Outro mito é de que Cannabis serve apenas como “último recurso”. Na prática clínica, ela pode ser introduzida mais precocemente, principalmente quando há comorbidades como ansiedade, insônia ou intolerância a analgésicos tradicionais.
Inclusive, a ciência avança a cada dia demonstrando que em muitas das doenças que podem ser tratadas com derivados de cannabis, como a fibromialgia, existe uma deficiência do nosso corpo na produção e regulação de endocanabinoides (sim, nós produzimos essas substâncias e é por isso que o tratamento funciona).
Os níveis insuficientes dessas substâncias, além do funcionamento inadequado dos receptores nos quais elas devem se encaixar, faz com que o paciente com fibromialgia sofra com os sintomas da doença, piorando sobremaneira seu quadro clínico. Você pode entender melhor sobre o assunto no artigo “Você sabe qual a importância do sistema endocanabinoide no tratamento da fibromialgia?” publicado neste portal.

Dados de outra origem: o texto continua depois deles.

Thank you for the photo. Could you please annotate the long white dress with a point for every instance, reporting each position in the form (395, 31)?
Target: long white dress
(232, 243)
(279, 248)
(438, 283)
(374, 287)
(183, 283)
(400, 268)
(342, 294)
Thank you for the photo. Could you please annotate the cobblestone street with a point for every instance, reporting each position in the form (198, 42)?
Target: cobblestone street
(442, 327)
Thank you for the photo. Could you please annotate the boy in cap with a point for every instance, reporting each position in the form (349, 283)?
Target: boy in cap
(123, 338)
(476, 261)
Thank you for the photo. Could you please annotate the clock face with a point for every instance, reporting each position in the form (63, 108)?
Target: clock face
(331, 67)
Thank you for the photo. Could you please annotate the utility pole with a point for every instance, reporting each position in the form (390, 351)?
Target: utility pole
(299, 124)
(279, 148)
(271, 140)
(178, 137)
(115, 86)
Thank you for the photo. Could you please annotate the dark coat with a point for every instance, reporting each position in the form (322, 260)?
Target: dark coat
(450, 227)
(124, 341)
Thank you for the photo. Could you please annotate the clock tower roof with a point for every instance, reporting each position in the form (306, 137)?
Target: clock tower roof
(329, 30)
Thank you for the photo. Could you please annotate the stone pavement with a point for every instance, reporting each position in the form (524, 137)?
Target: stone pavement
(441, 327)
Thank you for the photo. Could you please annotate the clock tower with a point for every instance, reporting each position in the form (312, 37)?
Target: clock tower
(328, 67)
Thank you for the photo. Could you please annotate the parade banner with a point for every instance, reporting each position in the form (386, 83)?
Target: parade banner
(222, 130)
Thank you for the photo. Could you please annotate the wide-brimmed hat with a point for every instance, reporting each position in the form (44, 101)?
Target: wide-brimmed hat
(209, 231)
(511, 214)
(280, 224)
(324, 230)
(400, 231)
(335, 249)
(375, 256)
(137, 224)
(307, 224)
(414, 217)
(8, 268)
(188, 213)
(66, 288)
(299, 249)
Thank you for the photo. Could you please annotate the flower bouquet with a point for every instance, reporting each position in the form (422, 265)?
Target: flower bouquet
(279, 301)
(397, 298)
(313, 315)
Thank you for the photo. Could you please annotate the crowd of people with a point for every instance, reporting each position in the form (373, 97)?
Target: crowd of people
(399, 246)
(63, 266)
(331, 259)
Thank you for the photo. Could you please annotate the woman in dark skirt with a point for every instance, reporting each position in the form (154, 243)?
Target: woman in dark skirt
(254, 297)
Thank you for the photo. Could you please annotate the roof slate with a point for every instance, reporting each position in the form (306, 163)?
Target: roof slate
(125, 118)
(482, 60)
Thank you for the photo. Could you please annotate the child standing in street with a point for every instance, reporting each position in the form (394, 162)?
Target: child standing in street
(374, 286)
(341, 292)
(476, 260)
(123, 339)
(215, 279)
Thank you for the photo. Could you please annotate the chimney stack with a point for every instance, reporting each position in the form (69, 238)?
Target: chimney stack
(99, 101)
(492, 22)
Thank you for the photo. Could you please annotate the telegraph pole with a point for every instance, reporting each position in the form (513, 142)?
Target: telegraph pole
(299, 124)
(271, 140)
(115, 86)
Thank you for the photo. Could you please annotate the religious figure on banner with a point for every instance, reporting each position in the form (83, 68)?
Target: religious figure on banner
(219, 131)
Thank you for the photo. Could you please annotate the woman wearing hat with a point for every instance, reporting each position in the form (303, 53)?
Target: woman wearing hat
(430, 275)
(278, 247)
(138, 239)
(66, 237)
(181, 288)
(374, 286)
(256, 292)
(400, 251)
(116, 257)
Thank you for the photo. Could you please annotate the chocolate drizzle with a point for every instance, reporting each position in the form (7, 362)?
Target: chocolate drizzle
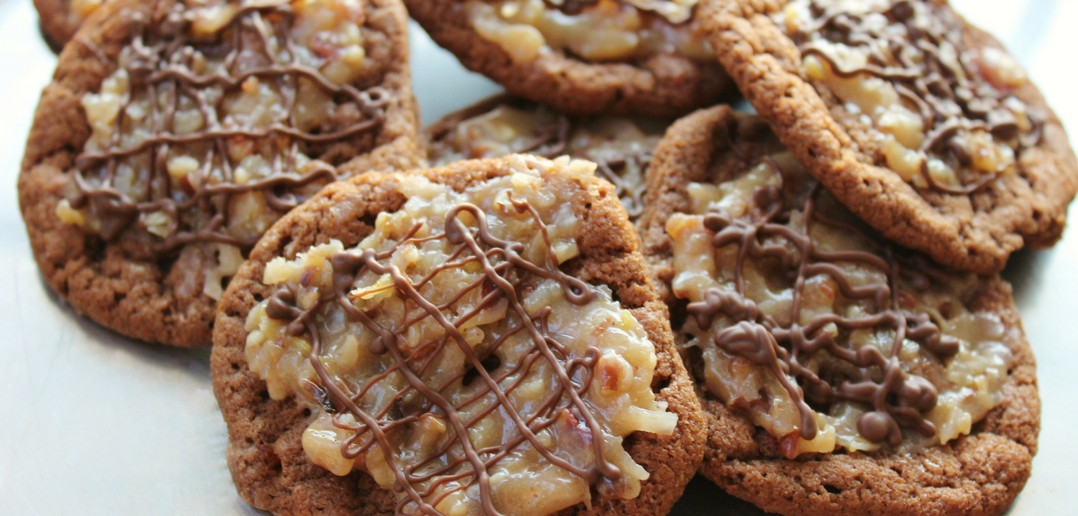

Na minha prática clínica, inclusive, considero o tratamento com cannabis medicinal como primeira opção e, na maioria dos casos, após um tempo de tratamento e acompanhamento adequado, reduzo ou retiro por completo medicações tradicionais antes utilizadas pelos meus pacientes e que causavam inúmeros efeitos colaterais e piora da qualidade de vida.
Considerações finais
A Cannabis medicinal vem se consolidando como uma opção terapêutica relevante no tratamento da fibromialgia. Embora ainda existam barreiras legais e estigma social, a ciência tem avançado e oferecido respaldo ao uso seguro e eficaz desses medicamentos.
Cabe aos profissionais da saúde manterem-se atualizados e abertos ao diálogo com seus pacientes. E cabe à sociedade se mobilizar para disseminar informações sérias a respeito do assunto entendendo que esse tratamento pode ser a transformação da vida de um ente ou amigo querido.